Но уже весной 1992 года стало понятно, что в тех конкретных условиях денежные схемы, пусть объективные и справедливые, просто не впишутся в реальный расклад социально-политических сил в стране и не сработают. По сути, тогда сформировавшееся политическое окно возможностей выглядело просто: реальную большую приватизацию можно было разворачивать в 1992 году только на основе безденежной схемы. Можно привести фундаментальные аргументы в обоснование этой позиции. Упомяну лишь самый очевидный и бытовой: у людей просто не было денег — в объемах, хотя бы сколько-нибудь сопоставимых с совокупной стоимостью всей государственной собственности в стране. Поэтому я вынужден был признать, что прав не я, а Найшуль.

На этой же концепции базировался и принятый по предложению председателя подкомитета по приватизации Петра Филиппова Верховным советом РСФСР в июле 1991 года закон «О приватизации государственных и муниципальных предприятий в РСФСР», в основу которого был положен принцип бесплатного раздела государственной собственности между всеми россиянами. В этой логике мы и вынуждены были выстроить «большую приватизацию» — массовое преобразование средних и крупных государственных предприятий в акционерные общества и продажу их акций в частную собственность, начавшуюся с осени 1992 года.

— Эффективных собственников в результате ваучерной приватизации мы так и не получили.
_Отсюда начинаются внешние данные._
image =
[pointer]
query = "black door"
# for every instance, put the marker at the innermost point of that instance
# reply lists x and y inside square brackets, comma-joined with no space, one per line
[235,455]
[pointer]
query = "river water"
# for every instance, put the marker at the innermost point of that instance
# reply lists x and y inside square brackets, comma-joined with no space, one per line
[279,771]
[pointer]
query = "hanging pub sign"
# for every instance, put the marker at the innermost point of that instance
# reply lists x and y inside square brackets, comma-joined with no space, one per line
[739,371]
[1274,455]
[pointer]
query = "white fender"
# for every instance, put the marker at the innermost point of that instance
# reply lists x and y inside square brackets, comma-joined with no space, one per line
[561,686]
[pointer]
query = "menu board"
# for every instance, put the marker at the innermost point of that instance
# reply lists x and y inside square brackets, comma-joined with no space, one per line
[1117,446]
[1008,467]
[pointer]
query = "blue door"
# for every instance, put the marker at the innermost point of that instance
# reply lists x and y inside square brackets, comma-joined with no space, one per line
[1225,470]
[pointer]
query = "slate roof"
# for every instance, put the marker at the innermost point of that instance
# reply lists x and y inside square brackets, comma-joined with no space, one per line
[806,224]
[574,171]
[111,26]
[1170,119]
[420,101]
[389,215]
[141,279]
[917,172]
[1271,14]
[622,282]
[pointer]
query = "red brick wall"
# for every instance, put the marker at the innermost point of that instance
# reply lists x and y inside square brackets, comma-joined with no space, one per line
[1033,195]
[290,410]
— Мы и не рассчитывали на это при первой волне собственников. Гораздо более важно, что в саму технологию создания института собственности мы встроили ген развития, который рано или поздно должен был к этому привести. Что, как известно, и произошло: сегодня практически не осталось собственников, не способных управлять своими активами или привлечь для этого профессионалов. Считаю, что важнейшее значение для этого имело правильное прохождение развилок в двух сложных узлах приватизации: один из них связан с приватизационными чеками, другой — с собственностью трудового коллектива.

— Расскажите об этом подробнее.

— В соответствии с уже упомянутым российским приватизационным законодательством 1991 года каждый гражданин страны должен был открывать в Сбербанке именной приватизационный счет (вклад), который нельзя было ни передать друг другу, ни продать, переведя в деньги. Такая конструкция, ставшая результатом компромисса с левыми при принятии закона, убивала главное требование к этому активу — ликвидность, тем самым уничтожая всякую надежду на зарождение фондового рынка, да и вообще эффективной частной собственности в стране. Кроме того, приватизация через сбербанковские счета была и организационно трудно реализуема. Руководители Сбербанка в частных беседах говорили о неподъемности этой задачи для банка и явном нежелании заниматься этим гигантским и очень рискованным проектом.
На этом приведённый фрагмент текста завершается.